If getting fired from your job wasn’t enough to get you down how about adding on the possibly being defrauded millions by the company giving you the boot? Well that is what allegedly happened to MMO guru Richard Garriott. In a suit filed against NCSoft, Richard Garriott claims that his termination was classified as voluntary when it was in fact, not voluntary at all. Because of that voluntary classification, NCSoft forced Garriott to cash out his stock options early causing him to lose millions.
Details from the suit filed against NCSoft: “In… November 2008, Chris Chung, President of NCSoft’s North American operations, informed Mr. Garriott that NCSoft has decided to “part company.” Although Mr. Garriott objected to his dismissal, Mr. Chung insisted that the decision was final – Mr. Garriott had to go.
As Mr. Garriott prepared to leave NCSoft, however, Mr. Garriott learned that NCsoft had internally re-characterized his termination by Mr. Chung as a “voluntary” resignation… This mischaracterization had profound and detrimental effects on Mr. Garriott’s stock options: if NCsoft terminated Mr. Garriott’s employment (which it did) then the options – worth tens of millions of dollars – would remain in effect until 2011; but if Mr. Garriott resigned voluntarily (which he did not), then NCsoft might have terminated those options… within ninety days of his departure…
NCsoft forced Mr. Garriott into a Hobson’s choice of exercising his options… and forced him to sell into one of the worst equity markets in modern history…”

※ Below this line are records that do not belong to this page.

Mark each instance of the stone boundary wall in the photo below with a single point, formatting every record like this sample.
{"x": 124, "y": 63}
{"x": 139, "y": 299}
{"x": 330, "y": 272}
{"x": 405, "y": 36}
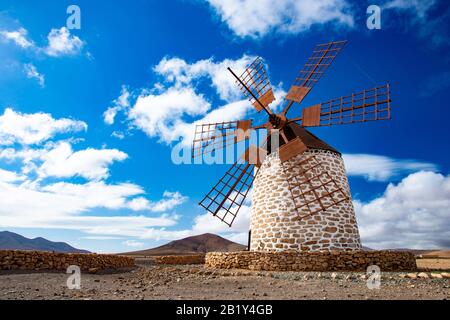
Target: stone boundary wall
{"x": 41, "y": 260}
{"x": 312, "y": 261}
{"x": 187, "y": 259}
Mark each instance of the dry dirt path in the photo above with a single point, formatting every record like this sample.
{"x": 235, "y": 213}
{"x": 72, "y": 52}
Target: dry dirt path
{"x": 196, "y": 282}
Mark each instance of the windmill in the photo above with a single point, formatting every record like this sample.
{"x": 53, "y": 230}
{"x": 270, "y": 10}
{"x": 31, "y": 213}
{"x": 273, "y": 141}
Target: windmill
{"x": 301, "y": 199}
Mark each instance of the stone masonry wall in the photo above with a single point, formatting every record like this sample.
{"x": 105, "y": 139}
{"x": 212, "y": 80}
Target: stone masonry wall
{"x": 312, "y": 261}
{"x": 187, "y": 259}
{"x": 275, "y": 223}
{"x": 40, "y": 260}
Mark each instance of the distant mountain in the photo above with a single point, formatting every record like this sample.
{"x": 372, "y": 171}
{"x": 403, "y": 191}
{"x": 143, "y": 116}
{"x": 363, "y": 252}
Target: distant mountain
{"x": 197, "y": 244}
{"x": 14, "y": 241}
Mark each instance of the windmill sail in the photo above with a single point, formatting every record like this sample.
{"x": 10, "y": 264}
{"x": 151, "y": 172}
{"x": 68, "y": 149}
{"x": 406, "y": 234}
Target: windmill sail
{"x": 255, "y": 85}
{"x": 316, "y": 65}
{"x": 228, "y": 195}
{"x": 367, "y": 105}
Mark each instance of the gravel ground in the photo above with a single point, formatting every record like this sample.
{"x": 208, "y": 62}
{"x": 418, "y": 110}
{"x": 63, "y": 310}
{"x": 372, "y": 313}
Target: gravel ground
{"x": 197, "y": 282}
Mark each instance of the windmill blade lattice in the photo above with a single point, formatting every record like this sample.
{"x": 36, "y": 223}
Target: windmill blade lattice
{"x": 316, "y": 65}
{"x": 368, "y": 105}
{"x": 254, "y": 82}
{"x": 228, "y": 195}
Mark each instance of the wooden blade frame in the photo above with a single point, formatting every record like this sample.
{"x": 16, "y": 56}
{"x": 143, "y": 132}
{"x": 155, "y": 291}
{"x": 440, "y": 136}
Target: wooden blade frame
{"x": 312, "y": 188}
{"x": 314, "y": 68}
{"x": 255, "y": 85}
{"x": 227, "y": 196}
{"x": 369, "y": 105}
{"x": 291, "y": 149}
{"x": 213, "y": 136}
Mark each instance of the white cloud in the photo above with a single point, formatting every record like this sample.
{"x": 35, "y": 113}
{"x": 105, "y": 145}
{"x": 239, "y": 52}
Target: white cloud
{"x": 381, "y": 168}
{"x": 412, "y": 214}
{"x": 159, "y": 115}
{"x": 32, "y": 73}
{"x": 170, "y": 200}
{"x": 10, "y": 176}
{"x": 180, "y": 72}
{"x": 92, "y": 164}
{"x": 19, "y": 37}
{"x": 432, "y": 28}
{"x": 60, "y": 205}
{"x": 34, "y": 128}
{"x": 98, "y": 208}
{"x": 133, "y": 243}
{"x": 61, "y": 42}
{"x": 248, "y": 18}
{"x": 418, "y": 7}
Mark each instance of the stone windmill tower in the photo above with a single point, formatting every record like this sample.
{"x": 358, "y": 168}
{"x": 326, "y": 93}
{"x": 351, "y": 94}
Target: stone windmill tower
{"x": 301, "y": 198}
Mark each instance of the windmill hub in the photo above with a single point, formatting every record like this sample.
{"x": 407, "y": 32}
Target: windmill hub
{"x": 301, "y": 198}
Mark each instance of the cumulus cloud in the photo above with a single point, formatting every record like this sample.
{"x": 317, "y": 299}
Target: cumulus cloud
{"x": 381, "y": 168}
{"x": 170, "y": 200}
{"x": 160, "y": 114}
{"x": 133, "y": 244}
{"x": 61, "y": 42}
{"x": 411, "y": 214}
{"x": 32, "y": 73}
{"x": 10, "y": 176}
{"x": 92, "y": 164}
{"x": 171, "y": 109}
{"x": 19, "y": 37}
{"x": 247, "y": 18}
{"x": 27, "y": 129}
{"x": 95, "y": 207}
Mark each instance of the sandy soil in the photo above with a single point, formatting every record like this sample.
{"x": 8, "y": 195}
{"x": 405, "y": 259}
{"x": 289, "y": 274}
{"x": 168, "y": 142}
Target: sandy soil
{"x": 196, "y": 282}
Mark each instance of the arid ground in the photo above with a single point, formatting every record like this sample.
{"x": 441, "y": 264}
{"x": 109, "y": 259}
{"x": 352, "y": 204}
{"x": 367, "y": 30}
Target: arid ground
{"x": 148, "y": 281}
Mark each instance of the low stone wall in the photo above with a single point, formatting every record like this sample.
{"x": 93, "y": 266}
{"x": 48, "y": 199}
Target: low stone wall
{"x": 40, "y": 260}
{"x": 188, "y": 259}
{"x": 312, "y": 261}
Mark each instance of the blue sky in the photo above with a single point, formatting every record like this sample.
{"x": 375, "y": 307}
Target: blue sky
{"x": 89, "y": 117}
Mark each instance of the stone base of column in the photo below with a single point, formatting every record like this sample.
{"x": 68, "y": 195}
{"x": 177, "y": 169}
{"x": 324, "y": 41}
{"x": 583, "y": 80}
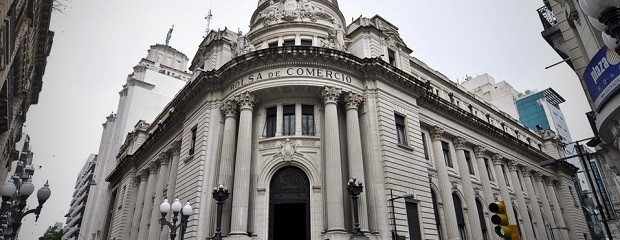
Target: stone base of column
{"x": 336, "y": 235}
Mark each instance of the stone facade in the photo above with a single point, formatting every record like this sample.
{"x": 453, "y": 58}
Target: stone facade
{"x": 285, "y": 115}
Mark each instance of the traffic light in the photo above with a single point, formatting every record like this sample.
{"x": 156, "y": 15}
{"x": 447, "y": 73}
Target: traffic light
{"x": 500, "y": 218}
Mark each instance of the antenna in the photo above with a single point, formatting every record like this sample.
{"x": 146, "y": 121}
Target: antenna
{"x": 208, "y": 18}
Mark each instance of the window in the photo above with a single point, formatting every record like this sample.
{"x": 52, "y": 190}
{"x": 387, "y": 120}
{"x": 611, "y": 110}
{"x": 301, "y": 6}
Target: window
{"x": 270, "y": 123}
{"x": 287, "y": 43}
{"x": 307, "y": 120}
{"x": 445, "y": 148}
{"x": 424, "y": 145}
{"x": 400, "y": 129}
{"x": 470, "y": 166}
{"x": 391, "y": 56}
{"x": 460, "y": 219}
{"x": 288, "y": 120}
{"x": 306, "y": 42}
{"x": 192, "y": 147}
{"x": 482, "y": 219}
{"x": 413, "y": 220}
{"x": 505, "y": 176}
{"x": 436, "y": 212}
{"x": 488, "y": 167}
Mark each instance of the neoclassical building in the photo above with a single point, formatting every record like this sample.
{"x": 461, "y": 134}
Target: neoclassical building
{"x": 286, "y": 114}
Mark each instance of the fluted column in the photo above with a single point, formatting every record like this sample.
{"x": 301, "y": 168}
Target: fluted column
{"x": 553, "y": 198}
{"x": 333, "y": 164}
{"x": 354, "y": 146}
{"x": 148, "y": 203}
{"x": 503, "y": 188}
{"x": 538, "y": 178}
{"x": 527, "y": 222}
{"x": 243, "y": 160}
{"x": 529, "y": 187}
{"x": 487, "y": 192}
{"x": 445, "y": 187}
{"x": 227, "y": 158}
{"x": 468, "y": 188}
{"x": 137, "y": 211}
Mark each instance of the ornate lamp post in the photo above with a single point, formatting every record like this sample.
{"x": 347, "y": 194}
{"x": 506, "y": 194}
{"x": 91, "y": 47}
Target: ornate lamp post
{"x": 220, "y": 194}
{"x": 186, "y": 211}
{"x": 392, "y": 198}
{"x": 605, "y": 16}
{"x": 14, "y": 203}
{"x": 355, "y": 188}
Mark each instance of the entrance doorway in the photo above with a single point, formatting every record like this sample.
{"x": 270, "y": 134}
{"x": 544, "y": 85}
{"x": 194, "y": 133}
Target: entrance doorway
{"x": 289, "y": 205}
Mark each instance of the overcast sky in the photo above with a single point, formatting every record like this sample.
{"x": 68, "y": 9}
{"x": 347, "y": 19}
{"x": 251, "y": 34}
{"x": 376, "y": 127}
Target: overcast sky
{"x": 98, "y": 42}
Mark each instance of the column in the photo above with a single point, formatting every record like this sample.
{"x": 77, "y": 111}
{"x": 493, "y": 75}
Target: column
{"x": 137, "y": 210}
{"x": 527, "y": 222}
{"x": 148, "y": 203}
{"x": 487, "y": 193}
{"x": 445, "y": 186}
{"x": 538, "y": 178}
{"x": 241, "y": 189}
{"x": 468, "y": 189}
{"x": 227, "y": 157}
{"x": 354, "y": 146}
{"x": 540, "y": 226}
{"x": 503, "y": 189}
{"x": 333, "y": 166}
{"x": 553, "y": 198}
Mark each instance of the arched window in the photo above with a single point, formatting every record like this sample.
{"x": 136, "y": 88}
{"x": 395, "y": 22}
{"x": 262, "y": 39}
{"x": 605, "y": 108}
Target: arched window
{"x": 460, "y": 219}
{"x": 436, "y": 211}
{"x": 483, "y": 223}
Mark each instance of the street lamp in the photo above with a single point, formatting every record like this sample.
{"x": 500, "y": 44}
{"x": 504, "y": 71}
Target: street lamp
{"x": 604, "y": 16}
{"x": 355, "y": 188}
{"x": 186, "y": 211}
{"x": 14, "y": 203}
{"x": 392, "y": 198}
{"x": 220, "y": 194}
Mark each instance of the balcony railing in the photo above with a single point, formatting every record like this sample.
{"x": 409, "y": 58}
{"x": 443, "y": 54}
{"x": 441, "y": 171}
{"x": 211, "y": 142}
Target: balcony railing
{"x": 547, "y": 17}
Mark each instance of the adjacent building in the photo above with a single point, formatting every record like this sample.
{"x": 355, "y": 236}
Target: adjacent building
{"x": 83, "y": 184}
{"x": 149, "y": 88}
{"x": 25, "y": 43}
{"x": 285, "y": 115}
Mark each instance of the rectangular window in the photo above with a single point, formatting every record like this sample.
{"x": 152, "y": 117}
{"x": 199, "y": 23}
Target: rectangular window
{"x": 287, "y": 43}
{"x": 307, "y": 120}
{"x": 487, "y": 165}
{"x": 400, "y": 129}
{"x": 391, "y": 56}
{"x": 192, "y": 147}
{"x": 506, "y": 177}
{"x": 288, "y": 120}
{"x": 445, "y": 148}
{"x": 413, "y": 220}
{"x": 424, "y": 145}
{"x": 270, "y": 122}
{"x": 470, "y": 166}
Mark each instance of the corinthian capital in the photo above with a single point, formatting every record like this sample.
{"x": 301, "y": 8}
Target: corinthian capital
{"x": 459, "y": 143}
{"x": 229, "y": 109}
{"x": 353, "y": 100}
{"x": 436, "y": 132}
{"x": 479, "y": 151}
{"x": 330, "y": 94}
{"x": 246, "y": 100}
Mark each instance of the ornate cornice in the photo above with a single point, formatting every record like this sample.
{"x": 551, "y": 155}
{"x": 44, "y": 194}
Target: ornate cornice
{"x": 330, "y": 94}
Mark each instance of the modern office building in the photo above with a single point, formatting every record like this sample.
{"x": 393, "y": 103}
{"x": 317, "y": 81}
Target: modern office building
{"x": 285, "y": 115}
{"x": 153, "y": 83}
{"x": 26, "y": 43}
{"x": 83, "y": 184}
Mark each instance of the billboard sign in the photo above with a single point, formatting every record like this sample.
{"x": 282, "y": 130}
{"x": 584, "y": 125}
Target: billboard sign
{"x": 602, "y": 76}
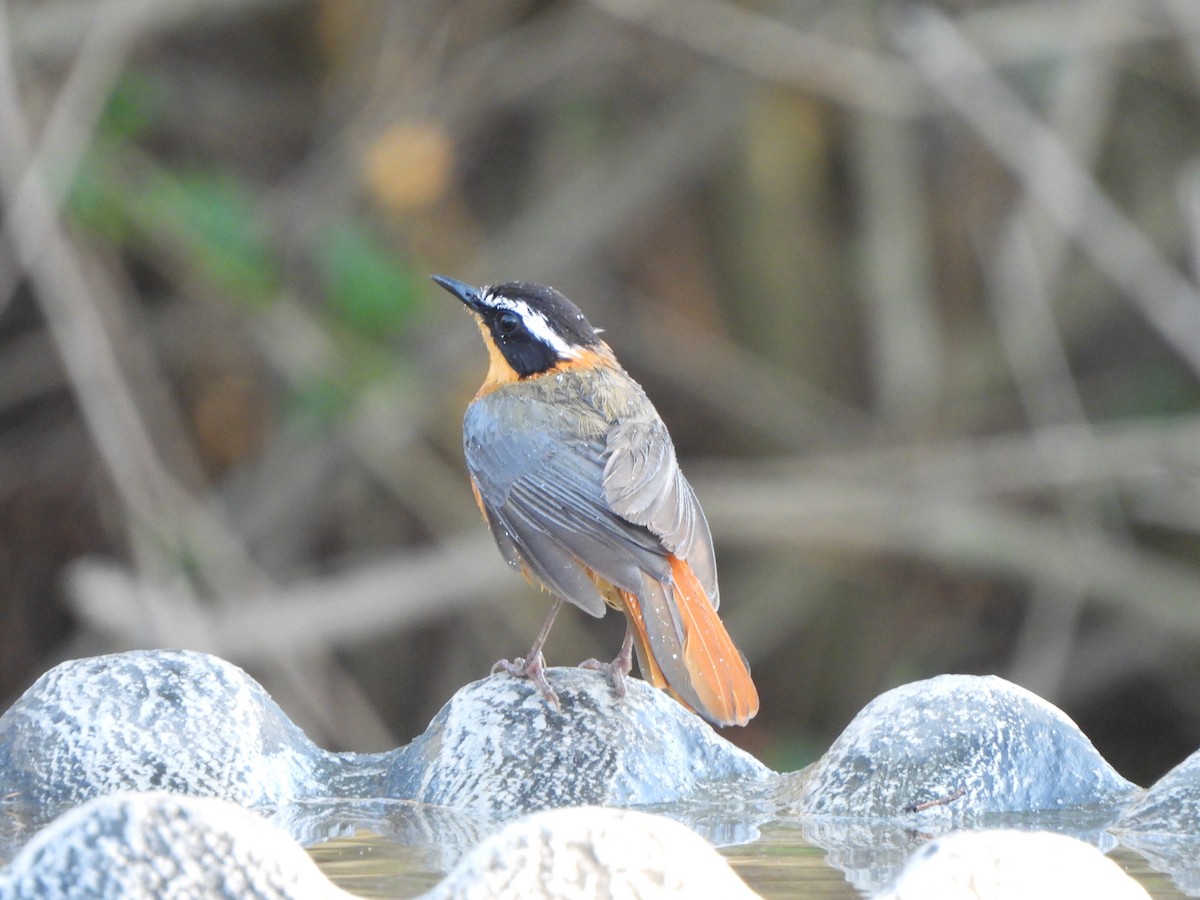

Garriott is suing NCSoft for $27 million in damages associated with the losses from his stock options and subsequential taxes associated with the alleged forced cash out of those options. We’re not sure what side is telling the truth here, however, the fact that when Garriott was let go it was presented to the community as voluntary, and as far as we can tell Garriott made no public objection to that then, seems slightly odd. Who do you think is telling the truth this time, the little guy or the corporation?